23 Things All Australians Go Though When It Rains In Summer

    Just basically freak the fuck out.

    1. Freak the fuck out and stack on all winter attire at once.

    2. Have a slight breakdown over whether to wear pants or stick with shorts.

    3. Have a bigger breakdown over having NFI what to wear.

    4. Still optimistically wear thongs...

    5. ...and slip over every goddamn time.

    6. Complain about buying umbrellas because for some reason, the rain always catches people off-guard.

    7. Complain about how every shop jacks up their umbrella prices because they know everyone's in dire need.

    8. Then keep complaining about how useless umbrellas are.

    9. Take umbrellas into crowded stores and drip water over everyone else, seemingly unaware.

    10. Basically forget how to walk with an umbrella, because it's Australia and normally we don't need them.

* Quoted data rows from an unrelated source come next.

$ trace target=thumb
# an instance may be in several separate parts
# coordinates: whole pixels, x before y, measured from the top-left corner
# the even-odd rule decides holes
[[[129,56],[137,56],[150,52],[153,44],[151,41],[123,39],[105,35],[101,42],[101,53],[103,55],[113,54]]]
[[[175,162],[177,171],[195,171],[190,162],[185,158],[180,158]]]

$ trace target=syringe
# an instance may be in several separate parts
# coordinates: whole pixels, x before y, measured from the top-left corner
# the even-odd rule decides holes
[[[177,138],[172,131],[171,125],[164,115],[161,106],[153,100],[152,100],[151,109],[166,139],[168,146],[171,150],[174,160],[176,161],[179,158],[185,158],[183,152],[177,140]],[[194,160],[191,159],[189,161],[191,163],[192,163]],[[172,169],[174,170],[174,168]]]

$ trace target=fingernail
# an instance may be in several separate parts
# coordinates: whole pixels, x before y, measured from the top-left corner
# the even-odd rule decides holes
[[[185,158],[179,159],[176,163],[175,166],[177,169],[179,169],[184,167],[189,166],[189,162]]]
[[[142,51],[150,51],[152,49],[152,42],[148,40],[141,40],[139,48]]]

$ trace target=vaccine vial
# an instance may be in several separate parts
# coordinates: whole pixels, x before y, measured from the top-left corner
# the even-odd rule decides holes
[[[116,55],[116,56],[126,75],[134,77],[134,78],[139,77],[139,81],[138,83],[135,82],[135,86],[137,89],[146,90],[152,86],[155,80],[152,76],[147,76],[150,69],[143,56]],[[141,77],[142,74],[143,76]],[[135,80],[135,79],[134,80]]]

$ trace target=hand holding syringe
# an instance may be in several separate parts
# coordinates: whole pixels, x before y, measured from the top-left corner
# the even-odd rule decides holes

    "@Wildeturkey: The look on the face under this umbrella must be joyous... ☔️ #sydney #SydneyRain #SydneyWeather "

    11. And become an idiotic driver on the road.

    12. Crowd onto a train even if the next one is minutes away.

    13. Complain about being wet.

    14. Say the phrase, "Well, I thought it was summer" about fifteen times a day.

    15. And follow it up with, "WTF Australia?!?!?!"

    16. Post on social media about the weather being grot in summer as though no one else has any idea.

    17. Complain about it not being beach weather.

    18. Complain about the humidity.

    19. Talk about ordering Menulog because it's just too damn hard to organise dinner when it's raining.

    20. Say things like, "Woo, soup weather!" as if freakin' winter hasn't just been and gone.

    21. Jump every time there's a thunder clap as though it's never been heard before.

    22. Stare out the office window at the rain and say something like, "Wow, didn't know we relocated to the UK!"

    23. And say things like, “The weather better clear up by the weekend!” even though you know you’ll be inside watching Netflix regardless.